Companies that do a lot of exporting often prefer to hire foreign-born and foreign-educated candidates over native Angelenos for jobs requiring contact with international customers. First- and second-generation Californians who were raised in Spanish-speaking or Japanese-speaking households, for instance, may lose out to more recent immigrants whose written and oral Spanish or Japanese is considered more appropriate for professional use.
“I know a lot of people here who speak Spanish, but it is not the Spanish I would use to do business with,” said Amy Vanni, 52, an administrative assistant with Advanced Semiconductor Inc., a North Hollywood company that exports electronic components. Vanni, who was raised in Ecuador, works in the firm’s Latin American division and is currently helping her boss fill an administrative job that, like hers, requires daily phone contact with South American customers. As of last week, about 70 people had applied for the job and “there are not that many that speak good Spanish,” she said.
Some employers say that it’s also critical to hire people who are “bicultural,” meaning they understand the customs and traditions of their foreign-born clientele.
William Park, 44, a Century 21 real estate agent in Northridge, said familiarity with both the language and culture of Korean property owners has enabled him and his wife, Michelle, to build a successful practice. The Parks immigrated to California from Seoul 16 years ago. Before William learned enough English to pass his real estate exam, he worked as a machinist. Like many bilingual car sales people and attorneys, the Parks advertise their services in foreign-language newspapers, giving them access to clients their non-bilingual colleagues do not have.

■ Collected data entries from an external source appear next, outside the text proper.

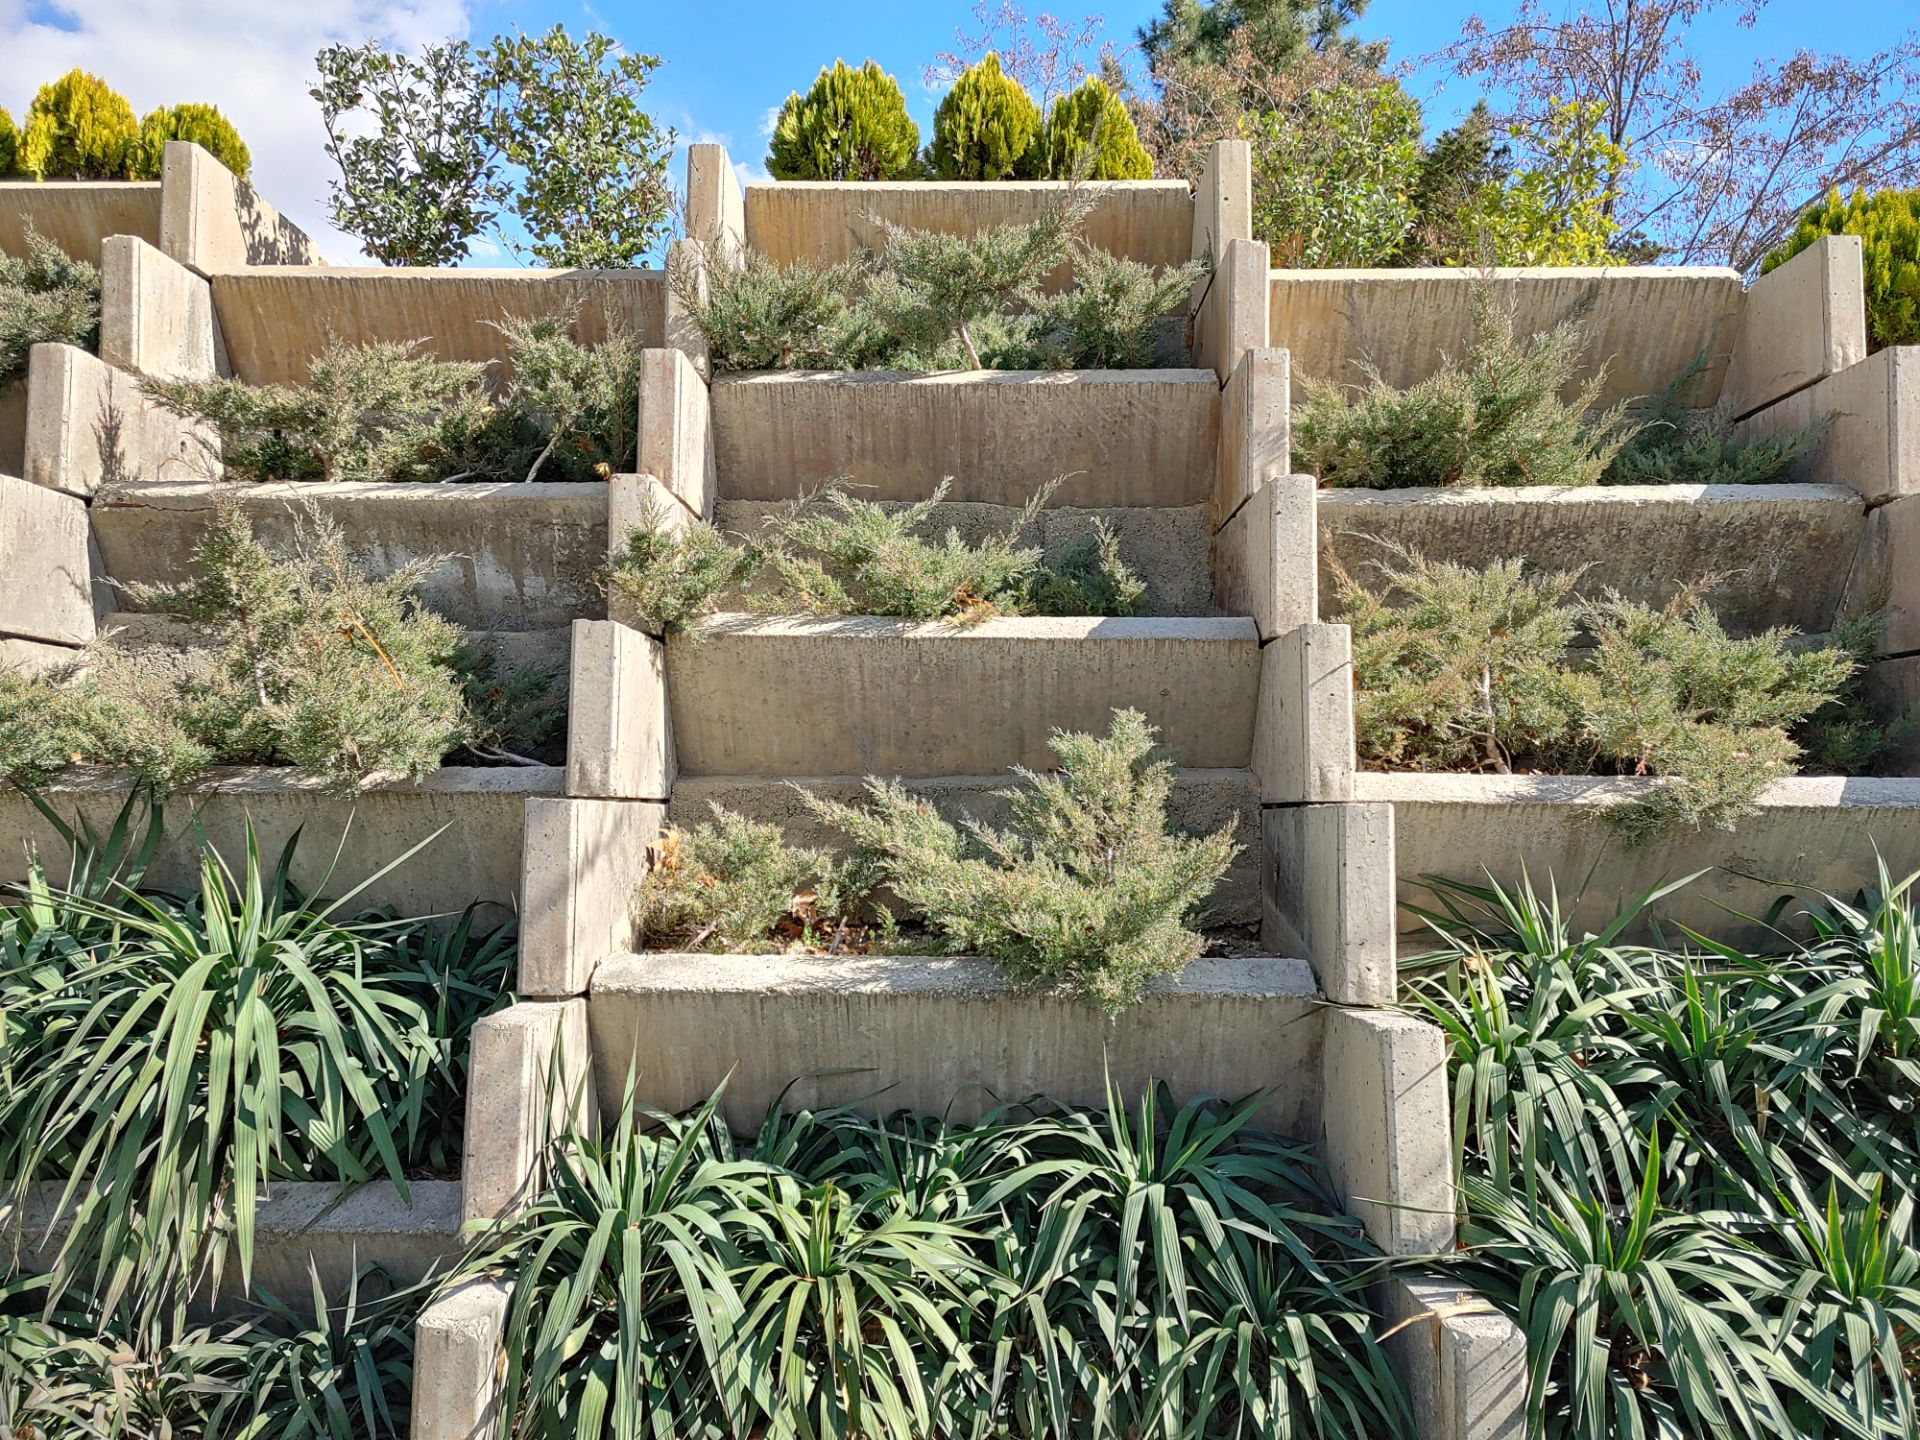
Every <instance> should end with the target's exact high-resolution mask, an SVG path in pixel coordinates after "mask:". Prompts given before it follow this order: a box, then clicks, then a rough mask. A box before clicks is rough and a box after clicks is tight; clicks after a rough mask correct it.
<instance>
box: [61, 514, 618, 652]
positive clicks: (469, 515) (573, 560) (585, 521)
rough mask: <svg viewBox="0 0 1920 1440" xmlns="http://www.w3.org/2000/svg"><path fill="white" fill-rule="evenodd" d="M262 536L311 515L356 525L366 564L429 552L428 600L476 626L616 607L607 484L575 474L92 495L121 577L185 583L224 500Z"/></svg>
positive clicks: (591, 610) (454, 622)
mask: <svg viewBox="0 0 1920 1440" xmlns="http://www.w3.org/2000/svg"><path fill="white" fill-rule="evenodd" d="M221 497H225V499H230V501H236V503H238V505H240V507H242V511H246V516H248V520H252V522H253V534H255V536H259V538H261V540H263V541H267V543H271V545H284V543H290V541H292V538H294V534H296V530H298V528H300V526H301V524H309V522H311V516H313V515H324V516H326V518H330V520H334V522H336V524H338V526H340V528H342V532H344V534H346V540H348V547H349V549H351V553H353V559H355V563H357V564H359V566H361V570H365V572H367V574H376V576H386V574H394V572H396V570H399V568H403V566H409V564H415V563H420V561H432V563H434V564H432V568H430V570H428V572H426V574H424V576H422V578H420V588H419V597H420V603H422V605H426V607H428V609H432V611H436V612H438V614H442V616H445V618H447V620H451V622H453V624H457V626H463V628H467V630H541V628H547V626H566V624H572V620H576V618H599V616H601V614H605V611H607V599H605V591H603V589H601V578H599V572H601V568H603V566H605V563H607V486H605V484H603V482H599V480H586V482H568V484H559V482H555V484H545V482H541V484H532V486H526V484H513V482H505V484H495V482H455V484H407V482H401V484H369V482H359V480H344V482H336V484H323V482H313V480H301V482H294V484H263V486H228V488H217V486H209V484H204V482H186V484H182V482H165V484H113V486H108V488H106V490H102V492H100V493H98V495H96V499H94V509H92V520H94V534H96V538H98V541H100V557H102V561H104V564H106V570H108V574H111V576H113V578H115V580H119V582H121V584H127V582H136V580H138V582H146V584H169V582H177V580H184V578H186V574H188V570H190V568H192V557H194V547H196V545H198V543H200V540H202V536H204V534H205V530H207V526H209V524H211V522H213V507H215V501H217V499H221Z"/></svg>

“A lot of Koreans refuse to go to Americans [when they are house hunting] because there are cultural differences. I know when they come to me the No. 1 priority for Koreans is schools, so I have all the information on the SAT scores and that makes them comfortable,” Park said.
While workers and employers alike generally applaud the move toward workplaces where many languages are spoken, there is still room for progress.
Irma Rodriguez, director of the language rights program of the Mexican American Legal Defense Fund, said that at many nursing homes employees are sometimes reprimanded for using their native languages to converse with co-workers on the job. Workers who are hired because of their bilingual ability may also find their opportunities for advancement limited because their employers think they are valuable only for that one skill, she said.
Joaquin Talleda, 37, a South Pasadena immigration lawyer who is president of the local Cuban-American Bar Assn., said that on the surface, the large law firms where he used to work appreciated his ability to speak Spanish. “Every now and then the partners would say you have this great asset, let’s exploit it,” he recalled. But when Talleda tried to bring Spanish-speaking clients to his old firm, the partners were never interested in representing them.
“My impression is that most of it was lip service,” Talleda said.